Epidemia de cursos
A pandemia deu origem a uma epidemia de cursos online. Tem curso de tudo para todos os gostos. Eu mesma já fiz três. Dois eu conclui. Ganhei até certificado pra provar que não passei a quarentena no ócio, entre delírios de vou sobreviver, vou morrer ou vai morrer alguém que amo. Nos certificados deveria vir escrito: certifico que fulana/o conseguiu concluir um curso no meio de uma pandemia histórica. Daí daqui uns 40 anos eu velhinha com voz trêmula poderia me vangloriar para os meus netos “Não só passei pela pandemia, como fiz dois cursos” e teria como provar. O terceiro curso que me inscrevi achei chato pra caramba e larguei no meio.
Sei de gente que está com a agenda cheia.
Quase não tem tempo pra assistir live de tanto curso que resolveu
fazer. E também tem aqueles que viraram reféns dos cursos dos
amigos.
Tem uma conhecida, coitada, que está nessa situação.
Incentivou três amigas que precisavam de uma alternativa de renda a
ministrarem cursos online
e ficou presa nos cursos sem conseguir sair. Começou de forma
despretensiosa. Deu a ideia pra amiga. A amiga achou boa e montou o
curso. A chamou pra aula inaugural e de lá ela não conseguiu sair
nunca mais. Tentou achar desculpa, mas em tempos pandêmicos não
temos muitas. Agora toda a semana ela pensa em dizer que a internet
não funcionou, mas não tem coragem e lá vai ela fazer os cursos
que não escolheu, mas que por consideração se faz presente.

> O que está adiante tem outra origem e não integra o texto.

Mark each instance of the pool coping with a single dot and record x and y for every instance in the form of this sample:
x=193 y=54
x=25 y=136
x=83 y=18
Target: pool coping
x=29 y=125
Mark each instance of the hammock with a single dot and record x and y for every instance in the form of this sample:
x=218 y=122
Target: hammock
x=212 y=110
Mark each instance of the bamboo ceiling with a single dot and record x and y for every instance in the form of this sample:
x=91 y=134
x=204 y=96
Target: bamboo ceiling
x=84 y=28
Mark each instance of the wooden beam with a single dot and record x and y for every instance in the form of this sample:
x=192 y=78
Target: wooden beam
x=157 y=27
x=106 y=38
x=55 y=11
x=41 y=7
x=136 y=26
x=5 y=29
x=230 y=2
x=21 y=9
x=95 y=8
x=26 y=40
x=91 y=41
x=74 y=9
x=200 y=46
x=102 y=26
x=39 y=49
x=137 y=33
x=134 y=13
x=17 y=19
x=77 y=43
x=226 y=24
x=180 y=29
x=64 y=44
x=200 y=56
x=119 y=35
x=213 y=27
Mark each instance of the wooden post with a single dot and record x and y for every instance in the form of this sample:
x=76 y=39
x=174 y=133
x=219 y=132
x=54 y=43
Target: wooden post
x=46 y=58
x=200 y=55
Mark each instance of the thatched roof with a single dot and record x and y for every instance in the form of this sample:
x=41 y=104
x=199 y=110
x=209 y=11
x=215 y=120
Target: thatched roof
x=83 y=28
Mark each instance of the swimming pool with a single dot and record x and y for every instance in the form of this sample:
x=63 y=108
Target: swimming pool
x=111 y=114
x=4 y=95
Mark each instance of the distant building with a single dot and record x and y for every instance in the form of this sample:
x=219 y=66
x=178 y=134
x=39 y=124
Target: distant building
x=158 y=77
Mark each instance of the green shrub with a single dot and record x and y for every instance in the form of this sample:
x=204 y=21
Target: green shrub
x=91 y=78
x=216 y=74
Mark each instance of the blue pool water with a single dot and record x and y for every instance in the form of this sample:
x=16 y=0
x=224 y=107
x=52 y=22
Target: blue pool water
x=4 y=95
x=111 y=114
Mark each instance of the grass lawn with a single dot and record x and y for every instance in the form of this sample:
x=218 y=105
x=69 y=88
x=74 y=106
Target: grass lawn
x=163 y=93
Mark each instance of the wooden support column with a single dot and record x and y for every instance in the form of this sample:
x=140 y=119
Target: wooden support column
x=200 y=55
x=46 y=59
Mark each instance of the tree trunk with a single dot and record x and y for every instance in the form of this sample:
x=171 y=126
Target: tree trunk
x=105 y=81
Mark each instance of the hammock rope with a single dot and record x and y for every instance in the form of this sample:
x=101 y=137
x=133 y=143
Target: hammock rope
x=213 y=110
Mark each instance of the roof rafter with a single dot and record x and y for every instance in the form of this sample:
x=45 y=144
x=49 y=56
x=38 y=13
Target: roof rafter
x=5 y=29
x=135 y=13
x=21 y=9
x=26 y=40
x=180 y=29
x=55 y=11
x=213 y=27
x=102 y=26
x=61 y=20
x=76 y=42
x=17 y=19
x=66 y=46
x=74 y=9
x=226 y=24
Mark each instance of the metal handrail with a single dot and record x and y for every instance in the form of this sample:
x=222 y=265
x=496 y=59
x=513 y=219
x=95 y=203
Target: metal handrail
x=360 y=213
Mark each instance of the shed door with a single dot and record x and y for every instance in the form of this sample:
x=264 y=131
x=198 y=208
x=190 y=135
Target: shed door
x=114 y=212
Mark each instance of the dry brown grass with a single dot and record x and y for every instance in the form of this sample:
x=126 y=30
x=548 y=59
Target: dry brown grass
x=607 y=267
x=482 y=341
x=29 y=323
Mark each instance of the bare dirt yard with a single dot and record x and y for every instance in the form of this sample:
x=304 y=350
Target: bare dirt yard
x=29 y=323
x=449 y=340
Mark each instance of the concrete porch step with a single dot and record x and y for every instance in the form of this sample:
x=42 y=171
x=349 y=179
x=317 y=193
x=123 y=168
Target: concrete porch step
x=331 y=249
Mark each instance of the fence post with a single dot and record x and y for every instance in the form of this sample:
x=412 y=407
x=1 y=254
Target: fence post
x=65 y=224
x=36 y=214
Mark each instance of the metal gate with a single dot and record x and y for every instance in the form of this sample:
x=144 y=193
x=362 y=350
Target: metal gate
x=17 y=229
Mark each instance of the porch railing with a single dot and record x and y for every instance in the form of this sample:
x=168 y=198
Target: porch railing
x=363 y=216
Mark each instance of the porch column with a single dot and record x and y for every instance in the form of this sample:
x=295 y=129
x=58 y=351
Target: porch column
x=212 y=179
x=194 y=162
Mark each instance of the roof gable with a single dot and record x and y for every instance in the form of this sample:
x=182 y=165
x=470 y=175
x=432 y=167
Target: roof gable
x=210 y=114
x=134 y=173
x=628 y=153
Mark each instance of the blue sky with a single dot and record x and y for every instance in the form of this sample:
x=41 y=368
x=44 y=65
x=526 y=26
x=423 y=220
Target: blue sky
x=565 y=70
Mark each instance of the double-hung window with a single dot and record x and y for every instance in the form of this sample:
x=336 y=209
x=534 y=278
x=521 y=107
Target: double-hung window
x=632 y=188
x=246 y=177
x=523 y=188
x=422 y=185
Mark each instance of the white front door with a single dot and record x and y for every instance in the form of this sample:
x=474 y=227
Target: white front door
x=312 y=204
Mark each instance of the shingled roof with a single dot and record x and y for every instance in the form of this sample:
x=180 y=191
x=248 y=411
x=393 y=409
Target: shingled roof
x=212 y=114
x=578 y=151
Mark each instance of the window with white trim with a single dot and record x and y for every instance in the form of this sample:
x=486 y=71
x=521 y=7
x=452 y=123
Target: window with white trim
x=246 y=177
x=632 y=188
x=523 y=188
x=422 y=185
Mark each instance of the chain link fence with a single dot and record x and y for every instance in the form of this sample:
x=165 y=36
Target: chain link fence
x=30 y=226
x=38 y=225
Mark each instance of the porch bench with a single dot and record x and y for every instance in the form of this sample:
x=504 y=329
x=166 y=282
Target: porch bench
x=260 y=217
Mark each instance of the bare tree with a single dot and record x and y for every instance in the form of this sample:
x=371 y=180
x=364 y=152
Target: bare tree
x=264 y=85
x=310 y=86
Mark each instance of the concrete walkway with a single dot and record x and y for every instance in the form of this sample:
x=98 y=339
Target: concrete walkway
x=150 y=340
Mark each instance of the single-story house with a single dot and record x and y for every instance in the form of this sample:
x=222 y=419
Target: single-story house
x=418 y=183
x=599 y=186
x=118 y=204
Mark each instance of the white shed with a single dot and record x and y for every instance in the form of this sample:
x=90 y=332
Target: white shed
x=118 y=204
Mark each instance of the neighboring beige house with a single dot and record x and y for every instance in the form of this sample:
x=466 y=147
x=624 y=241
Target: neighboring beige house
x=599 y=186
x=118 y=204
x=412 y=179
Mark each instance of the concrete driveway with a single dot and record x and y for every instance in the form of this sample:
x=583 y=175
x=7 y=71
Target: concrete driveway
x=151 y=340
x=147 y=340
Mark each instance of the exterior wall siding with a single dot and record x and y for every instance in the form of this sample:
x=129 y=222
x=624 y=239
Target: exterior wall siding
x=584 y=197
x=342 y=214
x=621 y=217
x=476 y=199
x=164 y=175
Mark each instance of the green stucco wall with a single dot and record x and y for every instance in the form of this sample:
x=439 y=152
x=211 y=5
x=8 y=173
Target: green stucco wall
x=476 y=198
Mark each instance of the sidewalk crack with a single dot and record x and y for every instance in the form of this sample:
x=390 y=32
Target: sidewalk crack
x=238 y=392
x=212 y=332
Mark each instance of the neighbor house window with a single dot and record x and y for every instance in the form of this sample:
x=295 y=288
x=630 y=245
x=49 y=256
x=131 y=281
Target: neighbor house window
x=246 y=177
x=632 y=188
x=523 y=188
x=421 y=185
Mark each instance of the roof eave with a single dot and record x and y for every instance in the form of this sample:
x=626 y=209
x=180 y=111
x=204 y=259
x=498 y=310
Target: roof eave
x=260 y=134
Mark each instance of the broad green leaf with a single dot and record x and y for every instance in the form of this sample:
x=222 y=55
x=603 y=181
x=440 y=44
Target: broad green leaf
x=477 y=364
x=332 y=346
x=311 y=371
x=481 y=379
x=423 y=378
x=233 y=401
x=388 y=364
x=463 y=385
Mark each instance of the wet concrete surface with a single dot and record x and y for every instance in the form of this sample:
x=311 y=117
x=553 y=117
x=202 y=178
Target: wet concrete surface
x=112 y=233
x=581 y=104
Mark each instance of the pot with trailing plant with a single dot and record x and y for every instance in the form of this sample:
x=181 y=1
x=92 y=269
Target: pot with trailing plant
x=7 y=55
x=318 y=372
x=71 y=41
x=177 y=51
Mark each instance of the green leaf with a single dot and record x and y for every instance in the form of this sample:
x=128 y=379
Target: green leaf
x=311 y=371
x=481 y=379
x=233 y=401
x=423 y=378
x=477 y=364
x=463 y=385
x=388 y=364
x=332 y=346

No fundo acho que nos dias que ela está
refém dos cursos deixa de ser refém da realidade brasileira e isso
no fim também pesa para que ela continue apoiando as amigas.
Nos
dias dos cursos ela esquece por algumas horas que o país é
conduzido na maior crise sanitária por um ser que não progrediu na
linha evolutiva. Esquece que há mais de 3 meses é como se caíssem
mais de 4 aviões por dia no país e todos os passageiros morressem.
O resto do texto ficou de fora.